961P - Prospective real-world data of immuno(chemo)therapy (IO) prior to resection, definitive chemo-radiotherapy (CRT), or palliative therapy in patients with non-small cell lung cancer (NSCLC) without a primary curative option

Background

Recent trials of IO prior to resection in locally advanced resectable NSCLC report high rates of pathological response and promising survival. However, primarily irresectable patients were excluded. Moreover, there is no data on CRT after IO in patients who are primarily not amenable to CRT. We hypothesized that induction IO may enable NSCLC patients with a potentially curative stage including oligometastatic disease (II – IVB [M1b]), for whom primary curative treatment (resection or CRT) is not possible for anatomical or functional reasons, to receive curative treatment.

Methods

We enrolled 59 NSCLC patients with aforementioned characteristics into a prospective real-world cohort of induction IO followed by morphologic and metabolic reassessment and multidisciplinary board-guided curative treatment (resection [preferred] or CRT) or palliative therapy. Primary endpoint was the proportion of patients receiving curative treatment, secondary endpoints included event-free survival (EFS) and overall survival (OS). Results of the first 35 patients have been published recently (KOMPASS-neo trial, Eur J Cancer (2021) 156:175). There was no funding.

Results

56 patients (95%) received curative treatment (23 R0 resections, 33 CRT). Of the completely resected patients, 11 had a major pathological response, including 9 with a pathological complete response. There were 23 recurrences: 3 (13%) in resected patients, 17 (52%) in CRT-patients, and 3 (100%) in palliative patients (FU 15 months). 21 deaths occurred (15 tumor-related deaths: 12 in CRT patients, and 3 in palliative patients; 2 treatment-related deaths (1 peri-operative, 1 RT pneumonitis); 4 other causes). 18-months OS and EFS were both 91% in the resection cohort compared to 66% and 49% in the RCT cohort.

Conclusions

In localized or oligometastatic NSCLC without a primary curative option, induction IO results in a high rate of curative treatment with promising early survival data. Resected patients achieved a high rate of prognostically favorable pathological response.
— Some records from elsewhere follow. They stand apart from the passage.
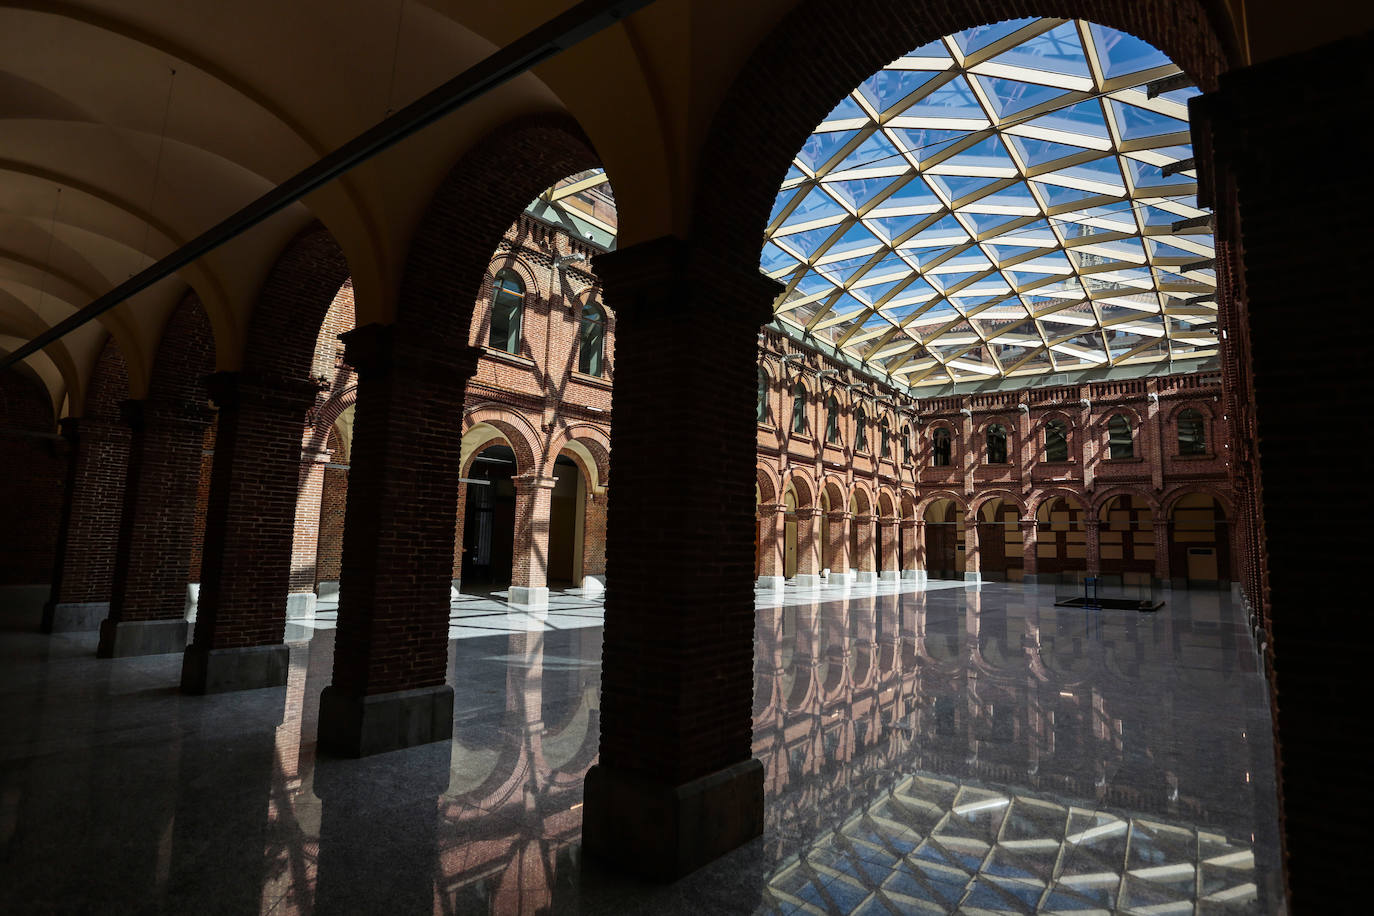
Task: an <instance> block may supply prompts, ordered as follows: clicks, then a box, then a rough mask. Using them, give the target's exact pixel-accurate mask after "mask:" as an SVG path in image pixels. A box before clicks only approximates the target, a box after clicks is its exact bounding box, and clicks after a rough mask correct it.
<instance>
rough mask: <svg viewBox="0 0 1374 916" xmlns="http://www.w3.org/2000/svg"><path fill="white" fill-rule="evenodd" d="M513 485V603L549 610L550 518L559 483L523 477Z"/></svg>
mask: <svg viewBox="0 0 1374 916" xmlns="http://www.w3.org/2000/svg"><path fill="white" fill-rule="evenodd" d="M514 483H515V548H514V549H515V552H514V558H513V562H511V591H510V600H511V603H513V604H523V606H528V607H548V515H550V511H551V509H552V496H554V485H555V483H558V481H556V479H555V478H552V477H539V475H534V474H522V475H519V477H517V478H515V479H514Z"/></svg>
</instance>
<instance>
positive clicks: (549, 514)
mask: <svg viewBox="0 0 1374 916" xmlns="http://www.w3.org/2000/svg"><path fill="white" fill-rule="evenodd" d="M554 481H555V483H554V492H552V493H551V494H550V507H548V585H550V588H576V586H580V585H581V581H583V540H584V533H585V531H584V520H585V518H587V477H585V475H584V474H583V470H581V468H580V467H578V466H577V461H574V460H573V459H572V457H570V456H567V455H566V453H563V455H559V456H558V459H555V461H554ZM469 486H471V485H469ZM513 493H514V492H513Z"/></svg>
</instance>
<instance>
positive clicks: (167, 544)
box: [96, 398, 213, 658]
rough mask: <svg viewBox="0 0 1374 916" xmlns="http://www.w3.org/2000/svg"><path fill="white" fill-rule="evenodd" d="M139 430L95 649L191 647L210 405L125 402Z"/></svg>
mask: <svg viewBox="0 0 1374 916" xmlns="http://www.w3.org/2000/svg"><path fill="white" fill-rule="evenodd" d="M121 409H122V413H124V419H125V422H126V423H128V424H129V427H131V428H132V434H131V439H129V464H128V477H126V478H125V486H124V508H122V512H121V515H120V538H118V545H117V547H115V560H114V580H113V584H111V592H110V615H109V617H107V618H106V619H104V621H103V622H102V623H100V643H99V645H98V647H96V655H99V656H100V658H117V656H124V655H155V654H162V652H180V651H184V650H185V634H187V622H185V584H187V574H188V573H190V569H191V538H192V537H194V534H192V533H194V531H195V499H196V488H198V486H199V483H201V452H202V450H203V445H205V427H206V426H209V424H210V420H212V417H213V412H212V411H210V408H209V407H207V405H203V404H192V402H181V401H172V400H161V398H159V400H147V401H125V402H124V404H122V405H121Z"/></svg>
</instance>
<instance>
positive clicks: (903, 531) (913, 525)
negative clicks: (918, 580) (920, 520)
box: [901, 518, 921, 580]
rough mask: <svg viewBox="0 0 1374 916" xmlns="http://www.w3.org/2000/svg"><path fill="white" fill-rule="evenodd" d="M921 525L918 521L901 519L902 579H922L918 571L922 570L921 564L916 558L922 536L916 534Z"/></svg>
mask: <svg viewBox="0 0 1374 916" xmlns="http://www.w3.org/2000/svg"><path fill="white" fill-rule="evenodd" d="M919 525H921V523H919V522H918V520H916V519H914V518H912V519H901V578H904V580H916V578H921V577H919V575H918V571H919V570H921V562H919V559H918V558H916V541H919V540H921V536H919V534H918V533H916V526H919Z"/></svg>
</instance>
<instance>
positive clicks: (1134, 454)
mask: <svg viewBox="0 0 1374 916" xmlns="http://www.w3.org/2000/svg"><path fill="white" fill-rule="evenodd" d="M1107 449H1110V452H1109V453H1110V456H1112V457H1114V459H1123V457H1135V439H1134V438H1132V437H1131V420H1128V419H1125V416H1124V415H1121V413H1117V415H1116V416H1113V417H1112V419H1110V420H1107Z"/></svg>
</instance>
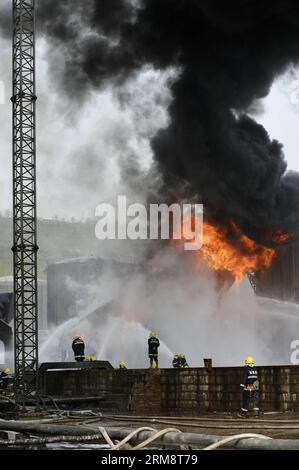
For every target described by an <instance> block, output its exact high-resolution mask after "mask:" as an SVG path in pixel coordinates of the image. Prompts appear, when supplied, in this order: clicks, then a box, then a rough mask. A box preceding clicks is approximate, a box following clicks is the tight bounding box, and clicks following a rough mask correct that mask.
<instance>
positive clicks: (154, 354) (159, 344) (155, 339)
mask: <svg viewBox="0 0 299 470" xmlns="http://www.w3.org/2000/svg"><path fill="white" fill-rule="evenodd" d="M159 346H160V341H159V339H158V338H156V337H155V336H153V337H151V338H149V339H148V354H149V356H158V348H159Z"/></svg>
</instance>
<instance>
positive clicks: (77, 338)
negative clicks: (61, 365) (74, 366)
mask: <svg viewBox="0 0 299 470" xmlns="http://www.w3.org/2000/svg"><path fill="white" fill-rule="evenodd" d="M72 349H73V351H74V356H75V361H77V362H82V361H84V360H85V355H84V351H85V344H84V340H83V337H82V336H80V335H76V336H74V340H73V343H72Z"/></svg>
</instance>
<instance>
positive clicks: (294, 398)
mask: <svg viewBox="0 0 299 470" xmlns="http://www.w3.org/2000/svg"><path fill="white" fill-rule="evenodd" d="M258 369H259V373H260V391H261V392H260V396H261V409H262V410H264V411H296V410H297V411H298V410H299V366H286V367H280V366H275V367H260V368H258ZM242 377H243V368H242V367H235V368H214V369H213V370H212V372H211V374H210V376H209V375H208V373H207V371H206V370H205V369H203V368H200V369H197V368H196V369H195V368H190V369H183V370H175V369H159V370H141V369H140V370H126V371H122V370H112V371H108V370H97V369H96V368H89V369H84V368H82V369H76V370H64V371H55V370H53V371H47V372H44V373H43V376H42V377H41V378H40V381H41V382H40V383H41V392H42V393H43V394H44V395H51V396H64V397H67V396H69V397H75V396H98V395H105V396H106V397H107V406H106V408H107V409H109V404H110V408H111V409H112V410H113V409H114V408H115V409H118V411H122V412H127V411H130V412H132V413H136V414H168V415H171V414H175V415H183V414H184V415H197V414H199V413H202V412H206V411H207V409H208V407H209V404H210V405H211V406H212V408H213V410H214V411H237V410H239V409H240V404H241V396H242V392H241V389H240V386H239V384H240V383H241V382H242ZM209 395H210V399H211V400H210V402H209Z"/></svg>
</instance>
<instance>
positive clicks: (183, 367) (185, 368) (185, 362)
mask: <svg viewBox="0 0 299 470" xmlns="http://www.w3.org/2000/svg"><path fill="white" fill-rule="evenodd" d="M179 367H180V368H181V369H186V368H188V367H189V366H188V362H187V361H186V357H185V354H179Z"/></svg>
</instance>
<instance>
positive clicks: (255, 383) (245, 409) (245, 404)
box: [240, 356, 260, 417]
mask: <svg viewBox="0 0 299 470" xmlns="http://www.w3.org/2000/svg"><path fill="white" fill-rule="evenodd" d="M240 387H241V388H242V390H243V402H242V408H241V413H240V416H242V417H246V416H248V409H249V404H250V402H251V401H252V402H253V411H254V415H255V416H259V411H260V409H259V381H258V371H257V369H256V367H255V366H254V359H253V357H252V356H248V357H247V358H246V359H245V371H244V379H243V383H242V384H240Z"/></svg>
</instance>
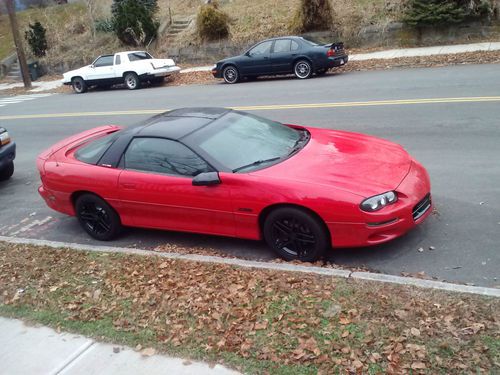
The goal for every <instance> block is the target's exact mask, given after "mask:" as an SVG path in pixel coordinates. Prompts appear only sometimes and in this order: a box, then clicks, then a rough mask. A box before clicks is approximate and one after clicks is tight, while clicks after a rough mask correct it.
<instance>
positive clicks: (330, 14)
mask: <svg viewBox="0 0 500 375" xmlns="http://www.w3.org/2000/svg"><path fill="white" fill-rule="evenodd" d="M332 26H333V16H332V7H331V5H330V1H329V0H301V1H300V6H299V9H297V12H296V13H295V16H294V17H293V19H292V22H291V25H290V28H291V29H292V31H293V32H297V33H303V32H307V31H319V30H330V29H331V28H332Z"/></svg>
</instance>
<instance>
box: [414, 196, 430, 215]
mask: <svg viewBox="0 0 500 375" xmlns="http://www.w3.org/2000/svg"><path fill="white" fill-rule="evenodd" d="M431 203H432V202H431V193H427V195H426V196H425V197H424V199H422V200H421V201H420V202H418V203H417V204H416V205H415V207H413V220H415V221H417V220H418V219H420V218H421V217H422V215H423V214H425V213H426V212H427V210H428V209H429V208H431Z"/></svg>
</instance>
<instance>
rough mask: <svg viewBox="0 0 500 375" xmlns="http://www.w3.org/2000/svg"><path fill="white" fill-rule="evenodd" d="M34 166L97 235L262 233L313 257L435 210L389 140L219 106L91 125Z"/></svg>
mask: <svg viewBox="0 0 500 375" xmlns="http://www.w3.org/2000/svg"><path fill="white" fill-rule="evenodd" d="M37 165H38V169H39V171H40V176H41V179H42V185H41V186H40V188H39V192H40V194H41V196H42V197H43V198H44V199H45V201H46V202H47V204H48V205H49V207H51V208H53V209H54V210H57V211H60V212H62V213H65V214H68V215H73V216H76V217H77V218H78V220H79V221H80V224H81V225H82V226H83V228H84V229H85V230H86V231H87V232H88V233H89V234H90V235H91V236H92V237H94V238H96V239H99V240H110V239H112V238H114V237H115V236H117V235H118V234H119V232H120V230H121V228H122V226H132V227H144V228H158V229H168V230H175V231H186V232H196V233H207V234H213V235H221V236H230V237H239V238H248V239H253V240H259V239H262V238H264V239H265V240H266V242H267V243H268V244H269V246H270V247H271V248H272V249H274V250H275V251H276V252H277V253H278V254H279V255H281V256H282V257H283V258H285V259H288V260H292V259H299V260H303V261H312V260H315V259H318V258H319V257H320V256H321V255H322V254H323V253H324V252H325V251H326V250H327V249H329V248H330V246H334V247H354V246H367V245H375V244H380V243H383V242H386V241H389V240H391V239H393V238H396V237H398V236H401V235H402V234H404V233H405V232H407V231H408V230H409V229H411V228H413V227H414V226H415V225H417V224H419V223H421V222H422V221H423V220H425V218H426V217H427V216H428V215H429V214H430V212H431V207H432V203H431V194H430V181H429V175H428V174H427V171H426V170H425V169H424V168H423V167H422V165H420V164H419V163H418V162H417V161H416V160H414V159H413V158H412V157H411V156H410V155H409V154H408V153H407V152H406V151H405V150H404V149H403V148H402V147H401V146H399V145H397V144H394V143H391V142H388V141H385V140H382V139H378V138H374V137H371V136H367V135H362V134H357V133H349V132H345V131H336V130H327V129H318V128H310V127H305V126H298V125H284V124H281V123H278V122H275V121H271V120H268V119H265V118H262V117H258V116H254V115H252V114H248V113H244V112H239V111H234V110H230V109H224V108H184V109H178V110H173V111H169V112H165V113H163V114H160V115H157V116H154V117H152V118H150V119H148V120H146V121H145V122H142V123H140V124H138V125H136V126H132V127H129V128H122V127H119V126H102V127H98V128H95V129H92V130H88V131H85V132H83V133H80V134H77V135H75V136H73V137H70V138H67V139H65V140H63V141H61V142H59V143H57V144H56V145H54V146H53V147H51V148H50V149H49V150H47V151H45V152H43V153H42V154H41V155H40V156H39V157H38V160H37Z"/></svg>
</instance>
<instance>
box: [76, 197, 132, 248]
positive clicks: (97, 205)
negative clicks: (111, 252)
mask: <svg viewBox="0 0 500 375" xmlns="http://www.w3.org/2000/svg"><path fill="white" fill-rule="evenodd" d="M75 211H76V216H77V217H78V221H79V222H80V225H81V226H82V227H83V229H85V231H86V232H87V233H88V234H89V235H90V236H91V237H93V238H95V239H97V240H100V241H109V240H112V239H113V238H115V237H116V236H117V235H118V234H119V233H120V231H121V228H122V225H121V221H120V217H119V216H118V214H117V213H116V211H115V210H114V209H113V208H112V207H111V206H110V205H109V204H108V203H106V202H105V201H104V200H103V199H101V198H99V197H97V196H95V195H93V194H83V195H81V196H79V197H78V199H77V200H76V202H75Z"/></svg>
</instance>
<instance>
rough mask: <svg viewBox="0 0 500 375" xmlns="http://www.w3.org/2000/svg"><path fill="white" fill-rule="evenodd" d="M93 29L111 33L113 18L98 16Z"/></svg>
mask: <svg viewBox="0 0 500 375" xmlns="http://www.w3.org/2000/svg"><path fill="white" fill-rule="evenodd" d="M95 30H96V31H99V32H101V33H112V32H113V31H114V25H113V20H112V19H110V18H100V19H98V20H96V21H95Z"/></svg>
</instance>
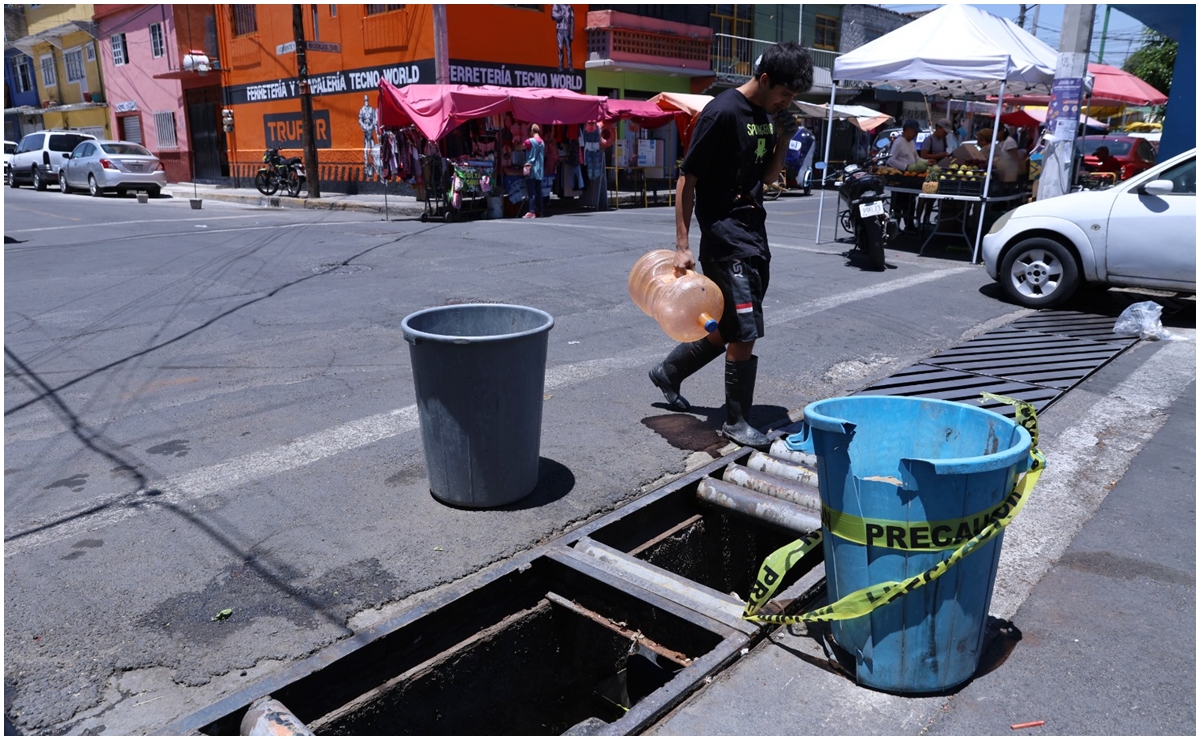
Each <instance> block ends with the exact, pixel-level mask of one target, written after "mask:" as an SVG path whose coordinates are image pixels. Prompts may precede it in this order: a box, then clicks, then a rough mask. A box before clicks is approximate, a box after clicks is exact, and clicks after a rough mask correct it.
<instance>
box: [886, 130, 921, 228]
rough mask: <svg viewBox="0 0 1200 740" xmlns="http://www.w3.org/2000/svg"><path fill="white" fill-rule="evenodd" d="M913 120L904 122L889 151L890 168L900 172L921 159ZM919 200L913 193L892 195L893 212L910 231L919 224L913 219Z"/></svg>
mask: <svg viewBox="0 0 1200 740" xmlns="http://www.w3.org/2000/svg"><path fill="white" fill-rule="evenodd" d="M919 127H920V126H919V124H917V121H916V120H913V119H907V120H906V121H905V122H904V126H902V131H901V133H900V136H898V137H896V138H895V139H893V142H892V148H890V149H889V150H888V151H889V152H890V155H889V156H888V167H894V168H896V169H899V170H900V172H904V170H905V169H906V168H907V167H908V166H910V164H916V163H917V160H919V157H918V156H917V145H916V144H913V139H916V138H917V130H918V128H919ZM916 204H917V200H916V198H913V195H912V194H911V193H893V194H892V212H893V213H894V215H895V216H896V218H900V219H901V221H902V222H904V224H905V228H906V229H908V230H916V228H917V223H916V221H914V219H913V206H916Z"/></svg>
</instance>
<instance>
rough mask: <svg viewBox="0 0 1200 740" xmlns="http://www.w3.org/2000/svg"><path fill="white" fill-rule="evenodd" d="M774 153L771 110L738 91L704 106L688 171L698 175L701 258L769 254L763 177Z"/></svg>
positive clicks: (696, 184) (684, 158)
mask: <svg viewBox="0 0 1200 740" xmlns="http://www.w3.org/2000/svg"><path fill="white" fill-rule="evenodd" d="M774 154H775V125H774V122H773V121H772V119H770V116H769V115H767V110H766V109H763V108H760V107H758V106H755V104H754V103H751V102H750V101H748V100H746V98H745V96H744V95H742V94H740V92H738V91H737V90H736V89H730V90H726V91H725V92H722V94H720V95H718V96H716V97H715V98H713V101H712V102H710V103H708V104H707V106H704V110H703V113H701V114H700V120H698V121H696V130H695V131H694V132H692V136H691V145H690V146H689V148H688V155H686V156H685V157H684V160H683V172H684V173H686V174H689V175H695V176H696V222H697V223H700V259H701V260H703V261H725V260H730V259H736V258H739V257H766V258H769V257H770V249H768V248H767V227H766V219H767V211H764V210H763V207H762V176H763V174H764V173H766V170H767V167H768V166H769V164H770V160H772V157H773V156H774Z"/></svg>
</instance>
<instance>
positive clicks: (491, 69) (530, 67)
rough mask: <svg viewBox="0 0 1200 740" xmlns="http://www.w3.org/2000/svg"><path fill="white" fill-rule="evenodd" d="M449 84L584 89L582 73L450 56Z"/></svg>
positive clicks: (546, 67) (578, 72)
mask: <svg viewBox="0 0 1200 740" xmlns="http://www.w3.org/2000/svg"><path fill="white" fill-rule="evenodd" d="M450 84H452V85H497V86H500V88H553V89H556V90H571V91H574V92H582V91H583V73H582V72H575V71H568V72H563V71H559V70H556V68H554V67H530V66H522V65H502V64H497V62H491V61H463V60H460V59H451V60H450Z"/></svg>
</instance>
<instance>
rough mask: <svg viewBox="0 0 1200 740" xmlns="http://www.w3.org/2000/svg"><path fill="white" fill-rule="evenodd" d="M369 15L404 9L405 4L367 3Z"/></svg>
mask: <svg viewBox="0 0 1200 740" xmlns="http://www.w3.org/2000/svg"><path fill="white" fill-rule="evenodd" d="M366 8H367V16H378V14H379V13H389V12H391V11H402V10H404V6H403V5H367V6H366Z"/></svg>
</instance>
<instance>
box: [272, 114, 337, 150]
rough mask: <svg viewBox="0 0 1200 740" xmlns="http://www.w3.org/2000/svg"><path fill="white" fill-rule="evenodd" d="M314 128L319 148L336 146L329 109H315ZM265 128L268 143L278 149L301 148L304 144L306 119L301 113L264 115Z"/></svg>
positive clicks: (292, 148) (313, 115)
mask: <svg viewBox="0 0 1200 740" xmlns="http://www.w3.org/2000/svg"><path fill="white" fill-rule="evenodd" d="M312 118H313V128H314V130H316V134H317V137H316V138H317V149H331V148H332V146H334V143H332V138H331V133H332V128H331V127H330V124H329V112H328V110H313V112H312ZM263 130H264V132H265V138H266V145H268V146H276V148H278V149H301V148H302V146H304V120H302V119H301V116H300V114H299V113H269V114H266V115H264V116H263Z"/></svg>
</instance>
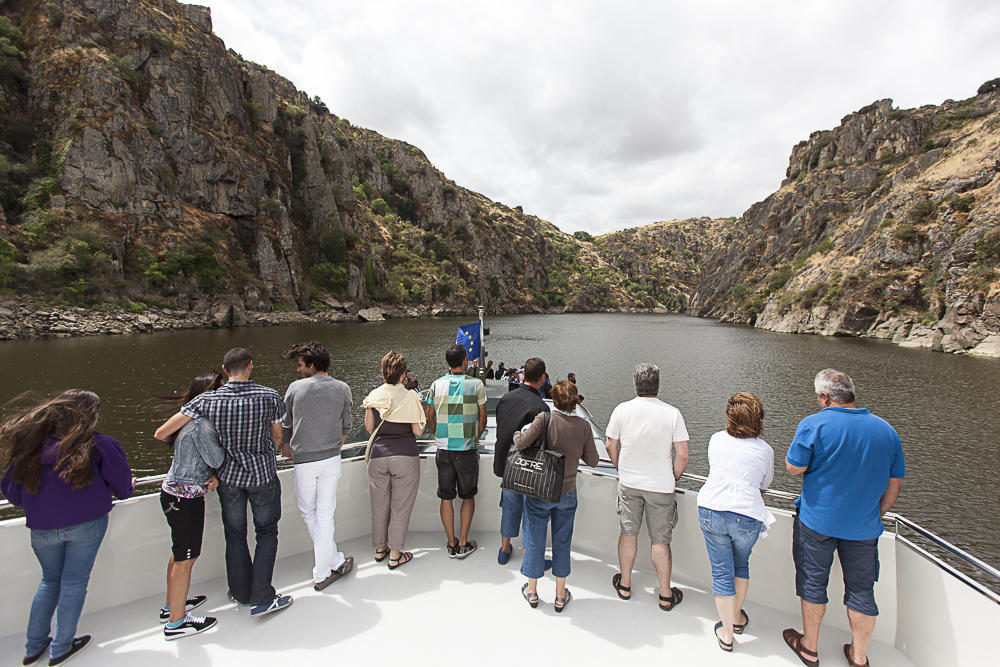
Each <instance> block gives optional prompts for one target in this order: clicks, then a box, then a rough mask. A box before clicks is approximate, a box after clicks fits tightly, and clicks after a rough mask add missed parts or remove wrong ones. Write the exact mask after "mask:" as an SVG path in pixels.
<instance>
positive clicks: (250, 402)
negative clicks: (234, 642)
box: [162, 347, 292, 616]
mask: <svg viewBox="0 0 1000 667" xmlns="http://www.w3.org/2000/svg"><path fill="white" fill-rule="evenodd" d="M222 370H224V371H225V372H226V375H228V376H229V382H227V383H226V384H225V385H223V386H222V387H220V388H219V389H216V390H215V391H209V392H205V393H203V394H199V395H198V396H196V397H195V398H193V399H192V400H191V401H189V402H188V403H187V404H185V405H184V406H183V407H182V408H181V410H180V412H178V413H177V414H176V415H174V416H173V417H171V418H170V420H169V421H168V422H167V423H166V424H164V426H163V429H162V430H164V431H168V432H167V433H166V435H170V433H172V432H174V431H175V430H178V429H180V428H181V427H182V426H184V424H186V423H187V422H188V421H190V420H191V419H195V418H198V417H205V418H206V419H208V420H209V421H211V422H212V425H213V426H215V430H216V431H218V433H219V443H220V444H221V445H222V447H223V449H225V450H226V459H225V461H224V462H223V464H222V467H221V468H219V470H218V472H217V473H216V474H217V476H218V478H219V489H218V492H219V504H220V505H221V506H222V525H223V528H224V530H225V535H226V575H227V578H228V580H229V597H230V599H232V600H233V601H235V602H237V603H239V604H240V605H243V606H250V615H251V616H260V615H263V614H268V613H270V612H273V611H278V610H280V609H284V608H285V607H287V606H288V605H290V604H291V603H292V596H290V595H278V594H277V593H276V592H275V590H274V587H273V586H272V585H271V577H272V575H273V573H274V561H275V558H276V556H277V553H278V519H280V518H281V483H280V482H279V481H278V475H277V470H276V466H275V454H276V449H277V446H278V444H279V443H281V420H282V418H283V417H284V416H285V404H284V401H282V399H281V395H280V394H279V393H278V392H276V391H275V390H274V389H271V388H269V387H262V386H261V385H259V384H256V383H255V382H253V381H251V380H250V374H251V373H252V372H253V357H252V356H251V355H250V352H248V351H247V350H245V349H243V348H240V347H237V348H233V349H232V350H229V351H228V352H226V355H225V357H223V359H222ZM248 502H249V504H250V511H251V513H252V514H253V524H254V529H255V531H256V537H257V546H256V548H255V550H254V555H253V559H251V558H250V550H249V548H248V547H247V503H248Z"/></svg>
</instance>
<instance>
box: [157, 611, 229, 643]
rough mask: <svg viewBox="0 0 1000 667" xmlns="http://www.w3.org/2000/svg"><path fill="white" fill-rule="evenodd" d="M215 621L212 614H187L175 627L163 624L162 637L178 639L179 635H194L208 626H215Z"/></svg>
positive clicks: (215, 622)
Clinical trial identification

NCT04926584.

Editorial acknowledgement

Legal entity responsible for the study

The authors.

Funding

Has not received any funding.

Disclosure

S. Kramberg: Financial Interests, Personal, Invited Speaker: Roche. M. Faehling: Non-Financial Interests, Institutional, Principal Investigator: MSD, Roche, AstraZeneca; Financial Interests, Personal, Advisory Board: MSD, Roche, BMS; Financial Interests, Institutional, Advisory Board: AstraZeneca; Financial Interests, Personal, Invited Speaker: Sanofi. All other authors have declared no conflicts of interest.